Reduces model size by up to 28.93 times with negligible accuracy loss

Achieves significant performance improvements over previous methods

Stores entire model in FPGA BRAMs to minimize off-chip access

Abstract

Convolutional neural networks (CNNs) require both intensive computation and frequent memory access, which lead to a low processing speed and large power dissipation. Although the characteristics of the different layers in a CNN are frequently quite different, previous hardware designs have employed common optimization schemes for them. This paper proposes a layer-specific design that employs different organizations that are optimized for the different layers. The proposed design employs two layer-specific optimizations: layer-specific mixed data flow and layer-specific mixed precision. The mixed data flow aims to minimize the off-chip access while demanding a minimal on-chip memory (BRAM) resource of an FPGA device. The mixed precision quantization is to achieve both a lossless accuracy and an aggressive model compression, thereby further reducing the off-chip access.
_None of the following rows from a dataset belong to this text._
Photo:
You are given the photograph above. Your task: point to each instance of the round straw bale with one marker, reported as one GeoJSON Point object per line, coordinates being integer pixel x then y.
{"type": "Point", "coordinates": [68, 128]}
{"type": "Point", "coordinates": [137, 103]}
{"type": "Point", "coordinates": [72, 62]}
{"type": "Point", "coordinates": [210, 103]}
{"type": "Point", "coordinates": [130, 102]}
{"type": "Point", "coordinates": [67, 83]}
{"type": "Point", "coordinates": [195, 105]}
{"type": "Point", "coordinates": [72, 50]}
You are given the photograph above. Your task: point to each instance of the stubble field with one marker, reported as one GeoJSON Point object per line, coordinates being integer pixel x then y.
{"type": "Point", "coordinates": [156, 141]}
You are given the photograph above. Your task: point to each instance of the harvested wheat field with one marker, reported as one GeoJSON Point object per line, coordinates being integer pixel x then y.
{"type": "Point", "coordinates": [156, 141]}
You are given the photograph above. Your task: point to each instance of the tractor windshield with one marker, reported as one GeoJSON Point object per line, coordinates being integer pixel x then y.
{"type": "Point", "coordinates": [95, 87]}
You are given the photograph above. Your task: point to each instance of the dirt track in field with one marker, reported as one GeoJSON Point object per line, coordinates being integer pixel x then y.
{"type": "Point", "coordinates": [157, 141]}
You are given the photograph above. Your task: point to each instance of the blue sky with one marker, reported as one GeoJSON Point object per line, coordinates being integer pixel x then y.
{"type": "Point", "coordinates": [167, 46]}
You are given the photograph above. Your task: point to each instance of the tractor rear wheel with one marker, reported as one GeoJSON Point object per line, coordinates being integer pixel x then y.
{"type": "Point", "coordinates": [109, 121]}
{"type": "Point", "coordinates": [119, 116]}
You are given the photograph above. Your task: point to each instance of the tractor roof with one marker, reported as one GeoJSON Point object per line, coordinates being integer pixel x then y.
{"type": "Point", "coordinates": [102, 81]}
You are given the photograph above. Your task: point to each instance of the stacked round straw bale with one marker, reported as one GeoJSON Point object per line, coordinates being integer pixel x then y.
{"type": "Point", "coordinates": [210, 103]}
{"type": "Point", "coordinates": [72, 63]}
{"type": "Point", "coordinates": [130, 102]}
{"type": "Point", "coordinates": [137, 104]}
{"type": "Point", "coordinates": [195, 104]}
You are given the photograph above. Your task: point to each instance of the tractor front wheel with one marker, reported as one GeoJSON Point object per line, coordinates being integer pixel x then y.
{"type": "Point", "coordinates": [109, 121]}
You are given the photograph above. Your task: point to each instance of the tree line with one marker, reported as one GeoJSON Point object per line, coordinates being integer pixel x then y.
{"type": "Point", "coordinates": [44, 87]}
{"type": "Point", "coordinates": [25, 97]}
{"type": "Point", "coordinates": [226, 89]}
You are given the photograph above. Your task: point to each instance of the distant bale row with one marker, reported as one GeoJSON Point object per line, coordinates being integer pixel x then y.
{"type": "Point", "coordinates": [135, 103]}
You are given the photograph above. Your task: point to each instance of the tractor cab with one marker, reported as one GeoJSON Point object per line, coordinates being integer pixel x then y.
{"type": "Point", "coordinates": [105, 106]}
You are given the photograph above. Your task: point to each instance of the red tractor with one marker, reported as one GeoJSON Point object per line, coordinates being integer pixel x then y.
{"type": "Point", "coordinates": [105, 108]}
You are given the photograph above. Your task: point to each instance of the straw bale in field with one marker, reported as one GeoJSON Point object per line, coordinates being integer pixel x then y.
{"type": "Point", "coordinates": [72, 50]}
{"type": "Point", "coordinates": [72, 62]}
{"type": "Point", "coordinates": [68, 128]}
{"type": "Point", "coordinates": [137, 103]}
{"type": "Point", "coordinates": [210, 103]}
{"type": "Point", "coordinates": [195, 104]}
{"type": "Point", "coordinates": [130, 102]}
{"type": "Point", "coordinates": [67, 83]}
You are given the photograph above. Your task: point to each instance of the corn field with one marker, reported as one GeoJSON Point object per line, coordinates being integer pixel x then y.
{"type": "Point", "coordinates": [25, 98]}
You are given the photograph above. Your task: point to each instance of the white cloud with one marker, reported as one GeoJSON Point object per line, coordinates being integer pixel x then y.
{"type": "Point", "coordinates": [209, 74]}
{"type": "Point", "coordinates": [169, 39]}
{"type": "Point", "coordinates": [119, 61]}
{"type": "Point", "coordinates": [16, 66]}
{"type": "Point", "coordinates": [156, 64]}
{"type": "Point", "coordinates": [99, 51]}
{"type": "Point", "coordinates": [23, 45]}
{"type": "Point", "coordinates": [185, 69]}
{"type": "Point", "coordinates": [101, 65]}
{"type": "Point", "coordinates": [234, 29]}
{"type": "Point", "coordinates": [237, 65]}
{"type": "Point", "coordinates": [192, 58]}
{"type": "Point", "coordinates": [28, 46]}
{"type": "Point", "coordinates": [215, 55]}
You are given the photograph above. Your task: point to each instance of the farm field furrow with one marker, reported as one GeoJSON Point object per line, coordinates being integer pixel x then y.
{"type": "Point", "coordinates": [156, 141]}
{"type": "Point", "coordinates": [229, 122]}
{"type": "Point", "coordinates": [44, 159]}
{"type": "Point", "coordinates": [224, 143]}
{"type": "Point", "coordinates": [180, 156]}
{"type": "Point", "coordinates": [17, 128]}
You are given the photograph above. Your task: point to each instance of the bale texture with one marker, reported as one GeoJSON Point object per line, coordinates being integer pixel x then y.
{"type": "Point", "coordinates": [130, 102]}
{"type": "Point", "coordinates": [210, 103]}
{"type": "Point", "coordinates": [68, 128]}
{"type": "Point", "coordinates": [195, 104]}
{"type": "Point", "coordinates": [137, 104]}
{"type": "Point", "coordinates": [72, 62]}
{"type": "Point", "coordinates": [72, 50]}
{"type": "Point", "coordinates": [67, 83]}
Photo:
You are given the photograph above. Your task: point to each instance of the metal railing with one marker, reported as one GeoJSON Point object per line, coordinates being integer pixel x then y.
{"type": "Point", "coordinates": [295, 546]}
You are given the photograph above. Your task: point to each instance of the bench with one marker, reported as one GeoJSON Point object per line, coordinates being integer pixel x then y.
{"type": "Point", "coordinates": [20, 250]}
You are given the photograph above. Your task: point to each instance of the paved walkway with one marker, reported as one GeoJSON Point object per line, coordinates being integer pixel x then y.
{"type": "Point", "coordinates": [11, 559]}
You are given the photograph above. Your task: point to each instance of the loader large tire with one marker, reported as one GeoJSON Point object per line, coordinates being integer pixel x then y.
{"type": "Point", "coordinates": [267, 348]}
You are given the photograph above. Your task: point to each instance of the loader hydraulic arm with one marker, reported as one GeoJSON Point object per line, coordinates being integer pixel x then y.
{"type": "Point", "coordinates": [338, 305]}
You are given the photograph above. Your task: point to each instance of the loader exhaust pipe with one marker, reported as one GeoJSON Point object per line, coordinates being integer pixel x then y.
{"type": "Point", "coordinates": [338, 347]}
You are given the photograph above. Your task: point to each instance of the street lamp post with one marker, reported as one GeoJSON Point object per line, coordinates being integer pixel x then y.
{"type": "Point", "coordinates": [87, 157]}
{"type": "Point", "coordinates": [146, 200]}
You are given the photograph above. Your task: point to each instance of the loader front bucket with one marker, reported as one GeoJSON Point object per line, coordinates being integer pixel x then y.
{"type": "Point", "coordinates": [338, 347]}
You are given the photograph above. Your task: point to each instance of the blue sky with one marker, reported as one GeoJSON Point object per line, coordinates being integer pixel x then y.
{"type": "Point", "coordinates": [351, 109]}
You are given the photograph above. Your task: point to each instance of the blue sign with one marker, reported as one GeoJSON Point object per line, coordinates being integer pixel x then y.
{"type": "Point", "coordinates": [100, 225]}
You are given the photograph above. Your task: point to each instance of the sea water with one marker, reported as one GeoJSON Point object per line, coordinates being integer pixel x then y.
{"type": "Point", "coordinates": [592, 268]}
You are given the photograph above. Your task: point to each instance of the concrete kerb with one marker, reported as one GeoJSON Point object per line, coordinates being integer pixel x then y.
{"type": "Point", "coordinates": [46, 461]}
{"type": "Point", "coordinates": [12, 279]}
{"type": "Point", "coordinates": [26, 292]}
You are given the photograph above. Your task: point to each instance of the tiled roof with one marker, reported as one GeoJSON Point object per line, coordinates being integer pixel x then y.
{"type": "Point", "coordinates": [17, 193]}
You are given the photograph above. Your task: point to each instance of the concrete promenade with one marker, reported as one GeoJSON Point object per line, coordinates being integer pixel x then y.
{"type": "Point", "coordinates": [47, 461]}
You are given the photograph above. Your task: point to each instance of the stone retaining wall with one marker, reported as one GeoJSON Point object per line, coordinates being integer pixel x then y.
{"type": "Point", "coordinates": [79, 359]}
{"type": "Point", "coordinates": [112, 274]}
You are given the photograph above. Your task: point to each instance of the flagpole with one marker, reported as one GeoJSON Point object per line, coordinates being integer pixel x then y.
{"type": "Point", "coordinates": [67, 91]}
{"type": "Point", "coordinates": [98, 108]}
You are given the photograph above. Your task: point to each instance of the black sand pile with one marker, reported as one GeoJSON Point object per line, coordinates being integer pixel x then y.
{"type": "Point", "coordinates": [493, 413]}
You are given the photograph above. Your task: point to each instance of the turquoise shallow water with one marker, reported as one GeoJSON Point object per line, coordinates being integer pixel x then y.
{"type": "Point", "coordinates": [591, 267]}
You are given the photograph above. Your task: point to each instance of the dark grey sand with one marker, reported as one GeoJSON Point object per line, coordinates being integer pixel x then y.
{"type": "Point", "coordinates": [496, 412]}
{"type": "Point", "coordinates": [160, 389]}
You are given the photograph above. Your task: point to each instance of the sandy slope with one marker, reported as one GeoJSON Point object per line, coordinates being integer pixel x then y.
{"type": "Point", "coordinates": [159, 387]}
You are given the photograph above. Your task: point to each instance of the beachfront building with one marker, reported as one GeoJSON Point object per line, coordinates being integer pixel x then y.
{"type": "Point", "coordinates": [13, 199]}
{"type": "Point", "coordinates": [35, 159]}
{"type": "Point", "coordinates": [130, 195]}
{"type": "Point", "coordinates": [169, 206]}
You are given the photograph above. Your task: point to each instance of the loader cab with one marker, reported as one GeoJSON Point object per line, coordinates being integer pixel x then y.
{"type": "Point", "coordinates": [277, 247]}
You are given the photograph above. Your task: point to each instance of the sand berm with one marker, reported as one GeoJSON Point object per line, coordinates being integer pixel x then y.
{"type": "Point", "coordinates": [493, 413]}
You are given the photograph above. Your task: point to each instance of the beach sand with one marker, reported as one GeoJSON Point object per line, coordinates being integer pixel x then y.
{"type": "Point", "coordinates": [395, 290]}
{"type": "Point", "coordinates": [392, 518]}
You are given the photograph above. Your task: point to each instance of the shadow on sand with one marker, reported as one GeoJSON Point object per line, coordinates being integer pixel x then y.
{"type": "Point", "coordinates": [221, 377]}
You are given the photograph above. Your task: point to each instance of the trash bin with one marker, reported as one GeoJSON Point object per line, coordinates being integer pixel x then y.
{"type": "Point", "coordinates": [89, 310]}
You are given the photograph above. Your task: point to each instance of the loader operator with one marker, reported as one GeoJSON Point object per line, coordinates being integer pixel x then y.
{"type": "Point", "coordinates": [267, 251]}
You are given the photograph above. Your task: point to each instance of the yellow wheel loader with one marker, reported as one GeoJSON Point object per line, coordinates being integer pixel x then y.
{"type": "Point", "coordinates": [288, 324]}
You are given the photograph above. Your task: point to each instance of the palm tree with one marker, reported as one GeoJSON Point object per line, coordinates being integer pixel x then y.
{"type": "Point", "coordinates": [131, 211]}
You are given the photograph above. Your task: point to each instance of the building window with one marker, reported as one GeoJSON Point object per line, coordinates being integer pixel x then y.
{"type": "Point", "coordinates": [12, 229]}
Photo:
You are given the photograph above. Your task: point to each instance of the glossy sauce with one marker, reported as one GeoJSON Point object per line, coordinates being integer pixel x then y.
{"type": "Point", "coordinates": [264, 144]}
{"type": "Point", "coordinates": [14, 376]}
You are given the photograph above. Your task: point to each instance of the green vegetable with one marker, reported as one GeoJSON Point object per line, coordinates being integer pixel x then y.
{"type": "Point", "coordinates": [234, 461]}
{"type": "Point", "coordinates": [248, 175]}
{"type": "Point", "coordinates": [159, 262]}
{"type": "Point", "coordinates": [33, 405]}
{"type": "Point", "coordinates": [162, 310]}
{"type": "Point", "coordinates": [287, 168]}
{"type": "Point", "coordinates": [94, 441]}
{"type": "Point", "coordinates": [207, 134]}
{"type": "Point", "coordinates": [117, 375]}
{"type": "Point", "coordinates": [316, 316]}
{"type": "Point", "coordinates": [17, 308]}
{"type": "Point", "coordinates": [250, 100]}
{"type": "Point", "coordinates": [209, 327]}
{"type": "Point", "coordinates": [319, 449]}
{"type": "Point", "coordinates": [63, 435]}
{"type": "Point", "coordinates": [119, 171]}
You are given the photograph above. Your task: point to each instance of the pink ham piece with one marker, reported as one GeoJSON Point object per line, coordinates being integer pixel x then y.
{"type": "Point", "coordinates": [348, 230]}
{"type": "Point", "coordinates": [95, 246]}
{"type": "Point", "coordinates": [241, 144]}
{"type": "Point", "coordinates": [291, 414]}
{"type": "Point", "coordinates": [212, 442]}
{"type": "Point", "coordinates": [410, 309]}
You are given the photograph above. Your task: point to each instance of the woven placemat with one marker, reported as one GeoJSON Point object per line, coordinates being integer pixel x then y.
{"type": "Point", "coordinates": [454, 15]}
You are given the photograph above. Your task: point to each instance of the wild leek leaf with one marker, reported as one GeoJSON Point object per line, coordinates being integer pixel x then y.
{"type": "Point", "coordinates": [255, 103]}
A Bayesian optimization approach is used to select the best sparsity for each layer, achieving the best trade-off between the accuracy and compression. This mixing scheme allows the entire network model to be stored in BRAMs of the FPGA to aggressively reduce the off-chip access, and thereby achieves a significant performance enhancement. The model size is reduced by 22.66-28.93 times compared to that in a full-precision network with a negligible degradation of accuracy on VOC, COCO, and ImageNet datasets. Furthermore, the combination of mixed dataflow and mixed precision significantly outperforms the previous works in terms of both throughput, off-chip access, and on-chip memory requirement.